PH GDP likely grew 6%-7% in 2014, says Abad

MANILA, Philippines—The Philippine economy likely expanded 6-7 percent in 2014, a range whose lower end was below-target, mainly on the back of anemic government spending, Budget Secretary Florencio B. Abad said on Wednesday.

Following the Cabinet-level Development Budget Coordination Committee (DBCC) meeting, Abad also told reporters that while the country’s economic managers had decided to keep the gross domestic product (GDP) growth target for this year at 7-8 percent, the 2016 goal was cut to a similar 7-8 percent expansion from the previous projection of 7.5-8.5 percent.

While domestic prospects remain rosy for 2015, external challenges brought about by the big drop in global oil prices as well as slower economies of trading partners such as China, Europe and Japan pose risks to sustaining robust growth until the end of the Aquino administration. “We do have challenges that we need to deal with, some beyond our control,” Abad said.

For one, the “dramatic decrease” in oil prices would impact on the revenue collections of the Bureau of Customs (BOC), the budget secretary said.

BOC Commissioner John Phillip P. Sevilla said last month that lower oil prices would make their 2014 and 2015 collection targets unattainable.

The effects of slower public spending in 2014 would also spill over until 2016, according to Abad. Lower disbursements meant not as much infrastructure investments and public services were funded in 2014.

Since the double-digit rise in government revenues mainly from the collections of the BOC and the Bureau of Internal Revenue (BIR) outpaced government spending, last year’s budget deficit would have reached only 1 percent of the GDP or smaller than the programmed 2 percent. “There was difficulty in getting key spending agencies to disburse according to program,” Abad said.

The judicial decisions that stopped the flow of more money from the controversial Disbursement Acceleration Program (DAP) and Priority Development Assistance Fund (PDAF) were among the reasons for anemic government spending in 2014, Abad said.

Without the DAP and PDAF, about 1-1.5 percent was trimmed from the economy, the budget chief said. In this regard, the 2014 GDP growth would have “settled realistically” at just 6-7 percent or below the 6.5-7.5 percent goal.

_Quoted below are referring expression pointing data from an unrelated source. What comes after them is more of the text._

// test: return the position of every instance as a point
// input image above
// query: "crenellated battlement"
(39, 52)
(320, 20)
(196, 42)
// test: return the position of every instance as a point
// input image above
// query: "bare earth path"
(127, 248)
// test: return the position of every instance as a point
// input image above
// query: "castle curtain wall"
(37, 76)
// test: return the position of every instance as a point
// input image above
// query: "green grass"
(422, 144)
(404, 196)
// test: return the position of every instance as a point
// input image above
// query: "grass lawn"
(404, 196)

The fourth quarter of last year nonetheless saw “a big improvement” in terms of public spending as bonuses were distributed to government employees last December, Abad said. This would have likely boosted the economy during the October to December period, he said, as compared with the disappointing 5.3-percent GDP growth posted in the third quarter of 2014.

This year, under-spending “will not be tolerated” anymore, Abad said. “Agencies must spend as they should.”

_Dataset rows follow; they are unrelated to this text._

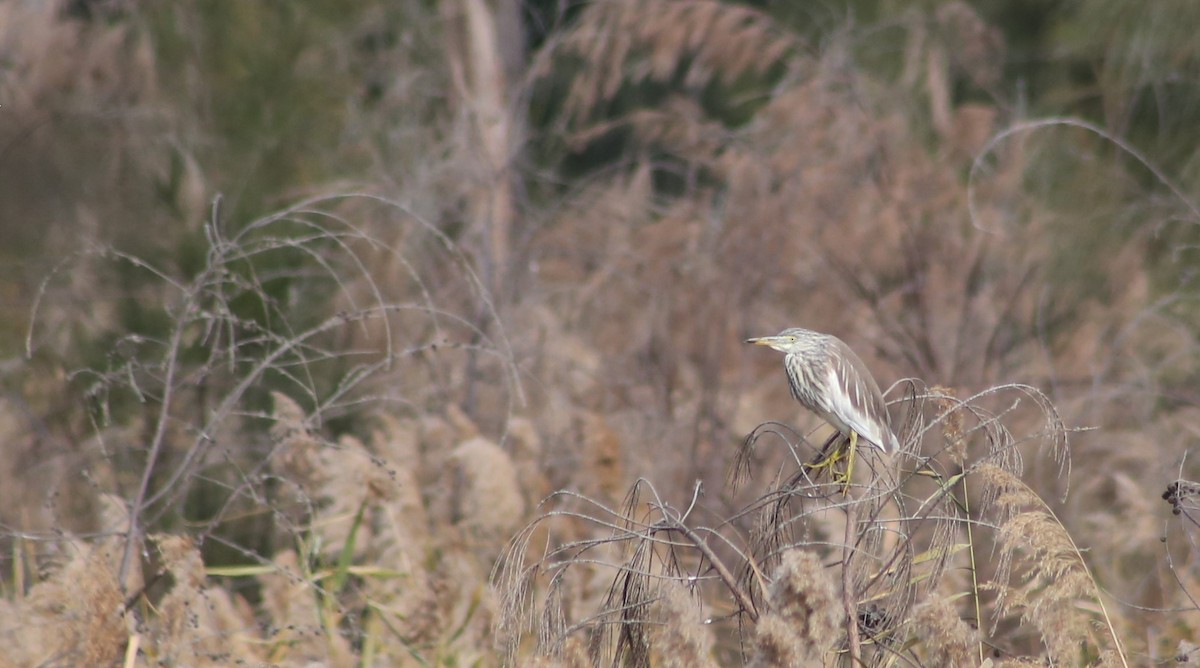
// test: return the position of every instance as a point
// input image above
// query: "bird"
(831, 380)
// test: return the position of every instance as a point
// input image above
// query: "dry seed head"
(952, 423)
(947, 639)
(679, 638)
(490, 503)
(802, 623)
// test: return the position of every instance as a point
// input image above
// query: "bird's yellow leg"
(850, 461)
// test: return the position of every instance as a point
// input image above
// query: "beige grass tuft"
(946, 638)
(490, 503)
(679, 638)
(802, 624)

The government plans to disburse up to P2.68 trillion under the 2015 general appropriations and supplemental budget mainly for “Yolanda” rehabilitation efforts approved by President Aquino in December. The projected budget deficit for this year is 2 percent of the GDP.

To foster “relatively faster” spending this year, Abad said the government would put in place mechanisms encouraging disbursements while penalizing the opposite.

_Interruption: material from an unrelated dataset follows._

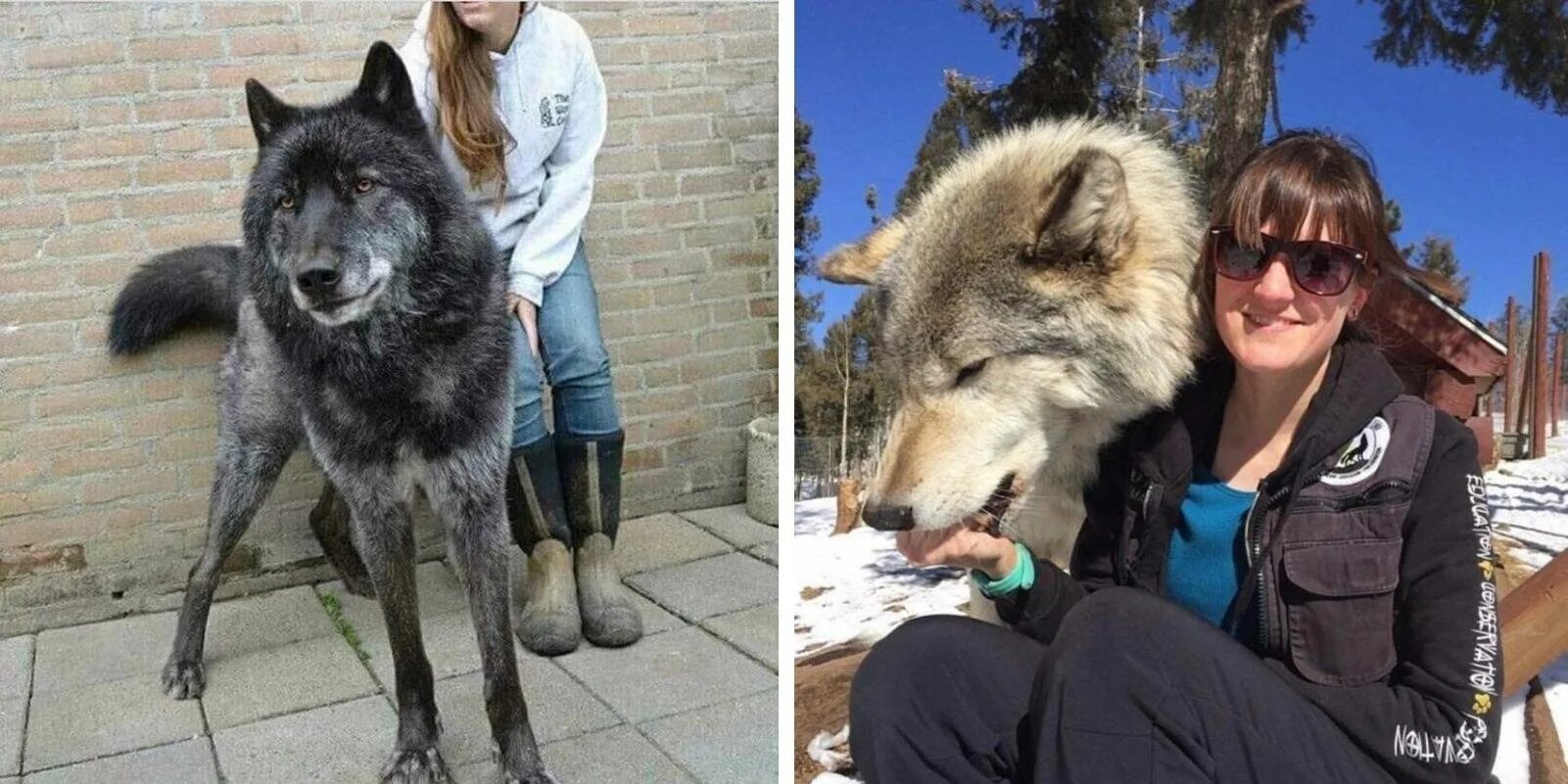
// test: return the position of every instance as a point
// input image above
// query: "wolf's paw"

The Department of Budget and Management and other key spending agencies would meet with the Office of the President and other members of the Aquino cabinet after the visit of Pope Francis later this month, to discuss measures to fast-track spending, Abad disclosed.

Meanwhile, other government targets were retained by the DBCC, including the 2-4 percent inflation rate forecast for 2015 until 2018, and the foreign exchange rate projection at P42-45 to the dollar for the same four-year period.

The BOC and the BIR’s collection goals were also unchanged as the government would rather adjust the expenditure side of the budget through faster spending rather than slashing the revenue targets, Abad said.